Chromatin Configuration Affects the Dynamics and Distribution of a Transiently Interacting Protein

Assaf Amitai 1,2,
PMCID: PMC5984998  PMID: 29395046

Main Text

We present a theoretical study of the interaction between a protein (diffusing particle) and chromatin (polymer chain). Each monomer is a trap where a particle can transiently bind. We derive, to our knowledge, novel formulas for the transition rate between monomer sites, given a specific polymer configuration, and find that a particle is likely to rapidly rebind many times to its release site before moving to another site. The reattachment probability is larger when the local density around the release site is smaller. Interestingly, for an equilibrated polymer, the transition probability decays as a power law for close monomer-to-monomer distances and reaches an asymptotic value for long distances. By computing the transition rate between monomers, we show that the problem of facilitated search by a protein can be mapped to a continuous-time Markov chain, which we solve. Our findings suggest that proteins may be locally trapped for a time much longer than their dissociation time, whereas their overall motion is ergodic. Our results are corroborated by Brownian simulations.

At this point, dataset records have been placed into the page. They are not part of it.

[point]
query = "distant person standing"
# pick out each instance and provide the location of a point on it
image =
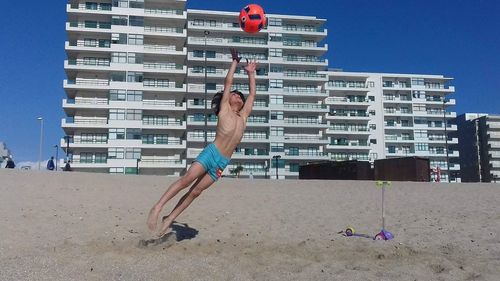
(67, 167)
(50, 164)
(10, 163)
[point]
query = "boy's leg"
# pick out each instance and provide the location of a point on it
(195, 191)
(195, 171)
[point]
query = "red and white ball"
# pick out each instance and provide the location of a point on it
(252, 18)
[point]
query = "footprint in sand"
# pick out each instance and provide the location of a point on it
(166, 240)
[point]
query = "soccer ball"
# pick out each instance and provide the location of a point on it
(252, 18)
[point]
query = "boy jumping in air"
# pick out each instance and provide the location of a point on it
(232, 114)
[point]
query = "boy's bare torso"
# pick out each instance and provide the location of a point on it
(230, 129)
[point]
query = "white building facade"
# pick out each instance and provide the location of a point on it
(141, 75)
(385, 115)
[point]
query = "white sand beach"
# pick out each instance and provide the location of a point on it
(78, 226)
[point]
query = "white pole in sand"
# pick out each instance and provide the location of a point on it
(41, 142)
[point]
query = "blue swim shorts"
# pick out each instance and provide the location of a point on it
(213, 162)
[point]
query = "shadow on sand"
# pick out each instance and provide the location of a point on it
(181, 231)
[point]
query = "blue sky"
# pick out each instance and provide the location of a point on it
(459, 39)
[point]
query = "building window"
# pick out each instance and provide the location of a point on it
(275, 52)
(117, 95)
(118, 57)
(136, 77)
(115, 153)
(116, 170)
(275, 22)
(277, 147)
(275, 83)
(197, 54)
(135, 58)
(134, 134)
(277, 115)
(421, 147)
(276, 99)
(117, 114)
(136, 39)
(134, 95)
(275, 131)
(116, 134)
(133, 153)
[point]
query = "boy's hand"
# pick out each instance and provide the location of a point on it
(234, 55)
(251, 66)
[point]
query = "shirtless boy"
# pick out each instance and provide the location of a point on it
(208, 166)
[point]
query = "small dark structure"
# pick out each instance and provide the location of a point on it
(403, 169)
(337, 170)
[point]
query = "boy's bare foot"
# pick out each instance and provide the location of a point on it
(166, 224)
(153, 218)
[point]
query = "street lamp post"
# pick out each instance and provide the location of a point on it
(41, 142)
(57, 154)
(277, 157)
(206, 93)
(446, 139)
(137, 166)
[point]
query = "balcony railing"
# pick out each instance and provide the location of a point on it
(164, 12)
(305, 153)
(163, 29)
(305, 105)
(162, 122)
(91, 62)
(304, 74)
(159, 48)
(163, 66)
(303, 91)
(303, 59)
(93, 24)
(165, 103)
(91, 82)
(303, 121)
(302, 28)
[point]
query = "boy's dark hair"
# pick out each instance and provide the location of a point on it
(218, 97)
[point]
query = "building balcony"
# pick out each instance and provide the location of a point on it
(347, 131)
(197, 137)
(102, 8)
(348, 146)
(301, 122)
(302, 30)
(107, 47)
(433, 101)
(344, 101)
(165, 31)
(346, 87)
(351, 116)
(305, 155)
(85, 123)
(226, 58)
(300, 107)
(150, 85)
(161, 162)
(303, 92)
(227, 42)
(304, 139)
(494, 135)
(216, 26)
(170, 124)
(168, 68)
(299, 45)
(304, 76)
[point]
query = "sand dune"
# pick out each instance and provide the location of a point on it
(77, 226)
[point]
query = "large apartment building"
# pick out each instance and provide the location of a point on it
(479, 146)
(385, 115)
(141, 75)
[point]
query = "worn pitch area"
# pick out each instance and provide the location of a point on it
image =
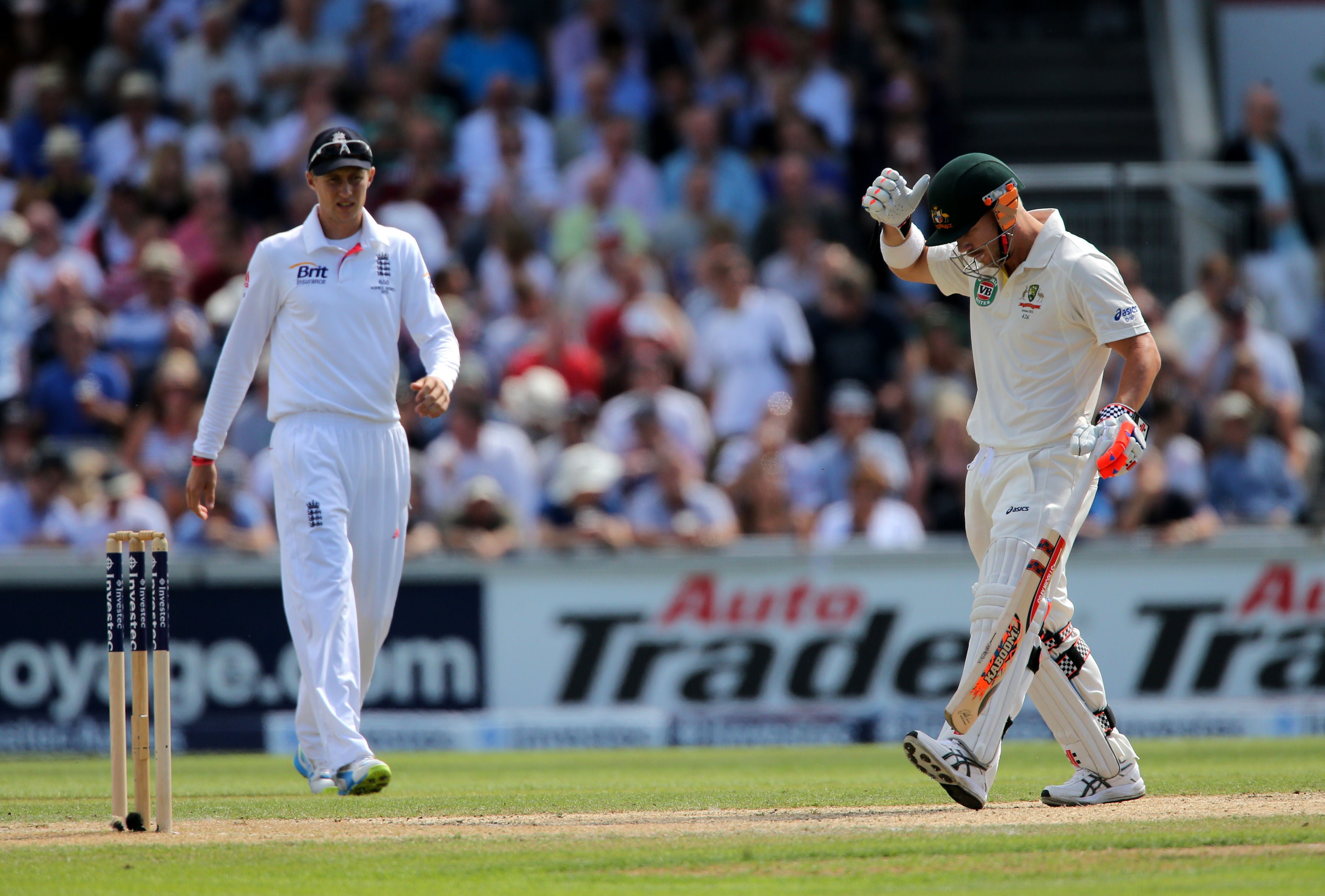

The interaction of proteins with chromatin regulates many cellular functions. Most DNA-binding proteins interact both non-specifically and transiently (1) with many chromatin sites, as well as specifically and more stably with cognate binding sites. These interactions and chromatin structure are important in governing protein dynamics (2, 3). However, the effect of these transient interactions on protein motion and distribution has not yet been shown from a first principle.

Some aspects of protein interactions with DNA have been studied in the context of the search of a gene promoter site by a transcription factor (TF) (4). It was first noted (5) that the search for a promoter site by a TF would be faster if it involves three-dimensional excursions, as well as sliding of the protein along DNA (6), as was shown in prokaryotes (7). These different types of motion were observed experimentally, leading to massive interest in models of facilitated diffusion (8, 9, 10, 11, 12, 13, 14, 15), and in the impact of a regulating site’s position on transcription (16, 17). In current microscopy experiments, it is impossible to examine the search process to its fullest (18). Thus, we concentrate here on modeling the experimentally observed dynamics of the protein as a diffusing and interacting particle.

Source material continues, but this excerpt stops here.